Red abalone, Haliotis rufscens. (Photo: UCN)
Red abalone farming boosted
Wednesday, September 05, 2012, 04:00 (GMT + 9)
Researchers at Universidad Católica del Norte (UCN) are working on a project designed to achieve the red or Californian abalone (Haliotis rufscens) suspended culture at sea.
The scientists participating in the initiative hope the red abalone becomes an important resource for aquaculture in the Region of Coquimbo and expect it will be added to those already captured at present, as the oyster.
The project, led by Joel Barraza, an Academic professional from the Department of Aquaculture, College of Marine Sciences of UCN, has been developed in collaboration with the Professional Association of Divers, Fishermen and Independent Artisanal Related Fields of Tongoy, which represents 200 workers, and has been backed by the company Invertec Ostimar SA.
This investigation was initiated in December 2011 and is now at the data collection stage, using a pilot culture system installed in Tongoy Bay.
The researchers are bound to record the growth and mortality rates of abalone juvenile specimens. The results obtained will serve to project its cultivation on a commercial scale, directed to small and medium-scale artisanal fishing firms, reported UCN.
As part of the project various circulation activities have been performed, such as fishermen’s community surveys and lectures at the Maritime Lyceum of Tongoy.
"We are really interested in the feasibility of this project, which will diversify aquaculture in the area through the cultivation of abalone, creating a new source of marine resources and further marketing and export expectations for fishermen," pointed out Julio Alfaro, representative of the Professional Association of Tongoy.

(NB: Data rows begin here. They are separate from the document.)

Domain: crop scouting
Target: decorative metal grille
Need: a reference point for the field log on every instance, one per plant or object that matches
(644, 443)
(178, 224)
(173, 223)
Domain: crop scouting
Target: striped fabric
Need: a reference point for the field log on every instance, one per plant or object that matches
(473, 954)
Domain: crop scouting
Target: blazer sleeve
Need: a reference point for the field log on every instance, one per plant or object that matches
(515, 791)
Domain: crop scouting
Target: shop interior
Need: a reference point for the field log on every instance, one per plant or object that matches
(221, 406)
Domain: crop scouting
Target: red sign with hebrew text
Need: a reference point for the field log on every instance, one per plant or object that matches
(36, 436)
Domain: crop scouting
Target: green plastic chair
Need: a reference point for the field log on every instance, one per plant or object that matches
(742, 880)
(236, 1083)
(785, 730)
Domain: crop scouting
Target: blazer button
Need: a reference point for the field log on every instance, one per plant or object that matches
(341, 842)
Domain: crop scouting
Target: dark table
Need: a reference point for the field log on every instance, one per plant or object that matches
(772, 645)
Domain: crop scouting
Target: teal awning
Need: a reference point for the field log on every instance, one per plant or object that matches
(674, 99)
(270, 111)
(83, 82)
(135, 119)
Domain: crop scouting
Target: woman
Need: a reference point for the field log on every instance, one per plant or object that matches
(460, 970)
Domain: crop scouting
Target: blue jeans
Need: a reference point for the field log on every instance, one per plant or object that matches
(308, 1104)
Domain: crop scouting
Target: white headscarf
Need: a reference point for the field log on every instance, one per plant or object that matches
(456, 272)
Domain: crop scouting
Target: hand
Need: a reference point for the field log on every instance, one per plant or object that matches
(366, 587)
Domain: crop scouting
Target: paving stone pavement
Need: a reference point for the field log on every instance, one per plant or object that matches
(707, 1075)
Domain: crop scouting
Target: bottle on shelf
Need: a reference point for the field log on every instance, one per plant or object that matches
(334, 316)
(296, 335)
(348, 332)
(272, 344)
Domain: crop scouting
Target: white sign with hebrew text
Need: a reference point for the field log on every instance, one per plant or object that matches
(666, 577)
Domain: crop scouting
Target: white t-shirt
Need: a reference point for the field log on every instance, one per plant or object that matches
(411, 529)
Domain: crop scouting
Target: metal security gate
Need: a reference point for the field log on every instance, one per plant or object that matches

Barraza believes that this initiative is important because it represents a real alternative in order to diversify aquaculture in Tongoy.
In 2010, an amendment was introduced to the legal regulations authorizing the entry of abalone to sea of any size and sex to be farmed, thus improving the technical and economic feasibility of the resource production and facilitating the incorporation of small and medium-sized aquaculture industries in the Region of Coquimbo.